One of my favorite work topics is the whole question about the role of the “best athlete” in small, growing companies. If you want a good summary of the “best athlete” debate, I’d recommend you check out this post on Dick Costolo’s blog – he sums it up well. The basic argument is about the role of the “best athlete” in startups. Typically, this term is used to describe someone who’s useful in a number of areas (product, business development, marketing, sales, etc) but does not have deep domain expertise or professional experience in any one field.
I think there are lots of interesting arguments as to the right thing to do with “great athlete” types – they’re not right for all organizations at all stages of development. I think Dick and others have done a good job of summarizing the arguments for and against hiring these folks to join your company.
I have a somewhat selfish interest in a slightly different question. Do these “great athlete” types make good founders of Internet companies? I am narrowing my scope to talk about Internet companies because I specifically want to avoid talking about companies pursuing deep technical innovation for reasons that will become clear below.
At the end of the day, the founder or founding team has to do a ton of work. I’ll break it down into what I view to be a simplistic view of the core steps (in no particular order):
- Define the product – What exactly are you building, what problem are you trying to solve, and for whom?
- Design the product – How will you go about solving the problem? What are the key features and attributes?
- Develop (code) the product – Someone actually has to write it and reduce the PRD to software. And make it look nice.
- Market the product – Even the greatest product can’t succeed without users. Some products grow themselves. Most need some help.
- Grow the team – Hiring, hiring, hiring. It’s not easy and takes a lot of time and energy.
- Do all the “business stuff” – Take care of the front and back office tasks that need to happen to make the company run.

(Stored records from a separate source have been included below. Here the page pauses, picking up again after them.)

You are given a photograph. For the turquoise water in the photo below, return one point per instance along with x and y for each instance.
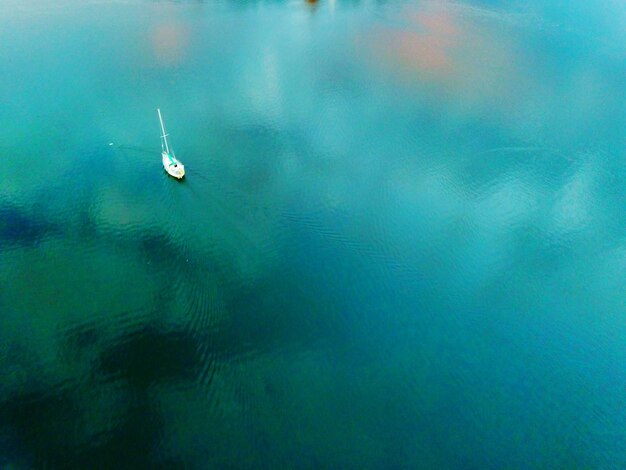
(400, 242)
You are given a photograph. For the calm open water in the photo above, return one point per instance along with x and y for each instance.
(401, 242)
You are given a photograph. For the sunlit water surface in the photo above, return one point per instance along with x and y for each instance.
(400, 242)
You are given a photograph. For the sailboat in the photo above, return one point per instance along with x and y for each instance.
(170, 163)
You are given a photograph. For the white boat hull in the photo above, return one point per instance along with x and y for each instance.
(172, 166)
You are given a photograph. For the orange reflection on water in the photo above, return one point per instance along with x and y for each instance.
(428, 46)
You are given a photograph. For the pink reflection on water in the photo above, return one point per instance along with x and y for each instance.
(169, 42)
(426, 47)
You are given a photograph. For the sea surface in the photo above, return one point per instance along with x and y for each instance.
(400, 243)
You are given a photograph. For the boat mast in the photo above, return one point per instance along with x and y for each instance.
(164, 136)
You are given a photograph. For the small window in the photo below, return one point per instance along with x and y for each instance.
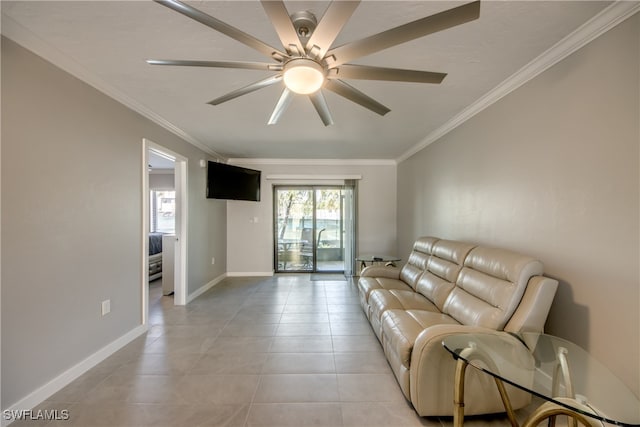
(162, 208)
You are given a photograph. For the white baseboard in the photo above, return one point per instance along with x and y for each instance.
(250, 274)
(205, 288)
(58, 383)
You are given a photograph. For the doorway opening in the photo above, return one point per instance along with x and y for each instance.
(314, 229)
(164, 195)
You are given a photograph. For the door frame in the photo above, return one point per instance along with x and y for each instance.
(182, 215)
(313, 188)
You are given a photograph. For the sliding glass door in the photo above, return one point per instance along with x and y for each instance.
(313, 228)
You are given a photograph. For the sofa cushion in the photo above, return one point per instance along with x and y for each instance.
(490, 287)
(446, 261)
(400, 329)
(417, 262)
(368, 284)
(381, 300)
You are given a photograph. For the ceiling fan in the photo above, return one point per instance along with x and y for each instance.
(308, 63)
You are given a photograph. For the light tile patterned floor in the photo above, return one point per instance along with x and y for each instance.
(279, 351)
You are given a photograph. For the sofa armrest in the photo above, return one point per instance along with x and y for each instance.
(381, 271)
(532, 312)
(433, 373)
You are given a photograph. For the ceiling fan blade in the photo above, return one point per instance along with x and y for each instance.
(404, 33)
(218, 64)
(222, 27)
(281, 106)
(277, 12)
(336, 15)
(320, 103)
(353, 94)
(247, 89)
(365, 72)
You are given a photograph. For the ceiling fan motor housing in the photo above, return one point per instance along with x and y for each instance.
(305, 23)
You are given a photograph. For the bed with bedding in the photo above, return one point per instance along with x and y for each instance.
(155, 256)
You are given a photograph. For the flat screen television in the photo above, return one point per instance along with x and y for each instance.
(230, 182)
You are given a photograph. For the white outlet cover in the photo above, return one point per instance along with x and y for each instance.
(106, 307)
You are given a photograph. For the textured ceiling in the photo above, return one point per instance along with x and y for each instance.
(111, 41)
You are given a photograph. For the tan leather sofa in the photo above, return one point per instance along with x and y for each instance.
(451, 287)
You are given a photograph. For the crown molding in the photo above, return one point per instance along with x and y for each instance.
(589, 31)
(29, 40)
(315, 162)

Historically, I’d argue that the biggest impediment facing a “great athlete” in starting his or her own Internet company has been the need to have software development expertise in house. While the value of having an architect or other smart person in house is difficult to deny, the prevalence of services like oDesk, RentACoder, and other 3rd party development houses at least allow a product-oriented generalist to find a cost-effective way to bring life to an idea or product vision that he or she has. So the need to have technical expertise is no longer a hard constraint – it matters, but it is no longer an absolute bar to progress.
So why don’t you see more companies started by “great athlete” types? You could argue that I have a blind spot and that there are lots of these companies out there today. I’d concede that point with a good set of examples. I am of the mind that the real impediment is hiring. While you can build a prototype or proof-of-concept using only 3rd party development resources, there aren’t many “successes” that have shown the ability to grow to be meaningful without some in house technical talent. The challenge for the generalist is simple – how does he or she source and evaluate technical talent if he or she has never been in that role? The other critical needs that an early stage company has are somewhat fungible compared to hiring and sourcing technical talent.
To keep this post short, I’d argue that sourcing technical talent is much harder than evaluating it. People who have developed software side by side with peers have a natural advantage when it comes to recruiting technical talent – they’ve directly observed the work of their peers and have the knowledge to make an assessment as to the level of quality associated with what they’ve seen developed.
Thoughts? Comments are open. This is something I’ve been thinking about for about a week so it’s still a bit raw.